1418. The court of the neutral country will restore the illegal prize, not only on the application of her government, but at the instance of her owner. Santissima Trinidad.

1419. PRIVATEERS.-Pirates, according to the silent but immutable law of nations, but by reason of the innate love

of plunder, and the incessant practice of maritime peoples, licensed pirates; at length, by the deliberate and dispassionate voices of England, France, Russia, Austria, Prussia, Sardinia, and Turkey, in 1856 proclaimed,—and by the voices of almost all other nations since again and again proclaimed,―pirates who cannot be licensed. If these seamarauders bring any victim into the port of any country which has recorded her assent to the law of reason and of nations, they must be deprived of their booty; and, notwithstanding the withholding by the United States of her acquiescence in that law-for her reticence can give her no right to plunder the nations of Europe-notwithstanding the atrocious enormity designated an Act of Congress (3 Mar. 1863), unless the nations will quail and cringe and crouch still lower before an insolent and frantic Power, which daily violates every law of humanity and transgresses every right of semi-civilized warfare, they must be executed as pirates.

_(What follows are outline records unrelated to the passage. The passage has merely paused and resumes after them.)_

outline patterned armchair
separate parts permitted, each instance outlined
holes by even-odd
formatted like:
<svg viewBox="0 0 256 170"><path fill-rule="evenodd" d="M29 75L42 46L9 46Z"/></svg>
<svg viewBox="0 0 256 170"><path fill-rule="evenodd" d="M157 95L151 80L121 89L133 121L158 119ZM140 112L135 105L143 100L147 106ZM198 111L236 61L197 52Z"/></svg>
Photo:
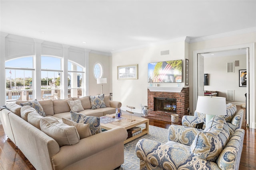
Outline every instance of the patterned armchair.
<svg viewBox="0 0 256 170"><path fill-rule="evenodd" d="M204 130L171 125L166 143L140 139L136 152L141 170L238 170L244 136L214 117Z"/></svg>
<svg viewBox="0 0 256 170"><path fill-rule="evenodd" d="M227 114L225 116L218 116L226 120L231 133L233 133L236 129L241 129L244 110L240 109L238 111L236 106L234 104L226 104ZM194 116L185 115L182 117L182 123L183 126L195 127L197 123L204 122L203 129L205 128L205 114L195 111Z"/></svg>

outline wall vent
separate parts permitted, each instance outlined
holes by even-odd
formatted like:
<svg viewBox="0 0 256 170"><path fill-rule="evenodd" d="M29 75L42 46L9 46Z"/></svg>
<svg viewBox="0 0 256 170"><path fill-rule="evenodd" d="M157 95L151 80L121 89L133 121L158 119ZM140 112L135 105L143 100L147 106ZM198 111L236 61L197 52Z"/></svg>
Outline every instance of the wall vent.
<svg viewBox="0 0 256 170"><path fill-rule="evenodd" d="M227 100L229 101L234 101L234 90L228 90Z"/></svg>
<svg viewBox="0 0 256 170"><path fill-rule="evenodd" d="M234 62L228 62L227 63L227 72L234 72Z"/></svg>
<svg viewBox="0 0 256 170"><path fill-rule="evenodd" d="M168 55L169 54L169 50L165 51L161 51L161 55Z"/></svg>

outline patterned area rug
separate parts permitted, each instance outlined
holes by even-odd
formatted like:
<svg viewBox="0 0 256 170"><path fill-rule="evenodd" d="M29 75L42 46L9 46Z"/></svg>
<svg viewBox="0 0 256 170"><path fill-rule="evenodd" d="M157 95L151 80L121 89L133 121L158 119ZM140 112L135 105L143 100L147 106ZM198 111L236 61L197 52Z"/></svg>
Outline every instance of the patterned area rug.
<svg viewBox="0 0 256 170"><path fill-rule="evenodd" d="M124 162L118 170L136 170L140 169L140 159L135 153L135 147L139 140L148 139L162 143L168 142L168 130L149 125L149 133L124 145Z"/></svg>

The commission of a privateer was never recognized as constituting her a public ship (Santissima Trinidad); her captain was not an officer of the sovereign, he merely carried a licence, called a commission, to pillage, which other nations, granting such licences, therefore respected. But it is void by the law of nations at length proclaimed. Privateers " are abolished;" they have no right to search, far less to capture. The merchant ships, though loaded with contraband, are entitled to resist and destroy them. The armed ships of all countries should chase them from the seas, and bring their banditti to justice.

1420. ARMAMENTS.-We must keep carefully in view the distinction between the obligations which the law of nations imposes on the neutral state, and the obligations. which, for the preservation of its own peace and honour, that state may impose on its citizens.

1421. The former are limited to the prevention of the departure of ships or levies of war from the neutral ports

or territorial frontier, and the repression of preparations among its subjects which assume a menacing attitude; the latter may extend to all such precautions as its legislature may deem expedient to enable it to maintain the law of neutrality, and to crush attempts which might involve it in the infraction of its duty towards the belligerent, before the armament is complete, or the recruits are embanded and drilled.

1422. The belligerent must not trespass upon the terrene or the maritime dominions of the neutral to repress armaments, however formidable, in progress of preparation there. He must not invade the neutral state. It is for this reason that the neutral is bound not to permit any armament, organized under the protection which its sovereignty affords, to issue forth. The neutral is further bound, in courtesy, and to avoid suspicion of its own designs, to repress menacing preparations under the shelter of its shield.

1423. The belligerent is entitled to regard an armament fitted out or in preparation against him, under the protection and with the connivance or full knowledge of the state, as being fitted out or in preparation, by or under the authority of the state, and as a breach of neutrality. The duties are reciprocal; the belligerent is bound to abstain from raising soldiers or military mariners, or equipping vessels of war within the neutral state. If a belligerent violate that duty, he cannot complain of any degree of supineness which the neutral may manifest as to any such military preparations or equipments on the part of his foe. He who has violated the law as against his adversary cannot appeal to it for his own protection. Nor is it necessary that his offence should be of precisely the same character with that of which he complains. If he enlist soldiers, he cannot complain that his adversary is not interdicted from the equipment of ships. But the belligerent who has purchased whole parks of artillery, and ammunition by hundreds of tons, may demand the interposition of the neutral

to restrain the sailing of a war-ship in aid of his antagonist; for the purchase of contraband is legal, the marine outfit is a violation of public law.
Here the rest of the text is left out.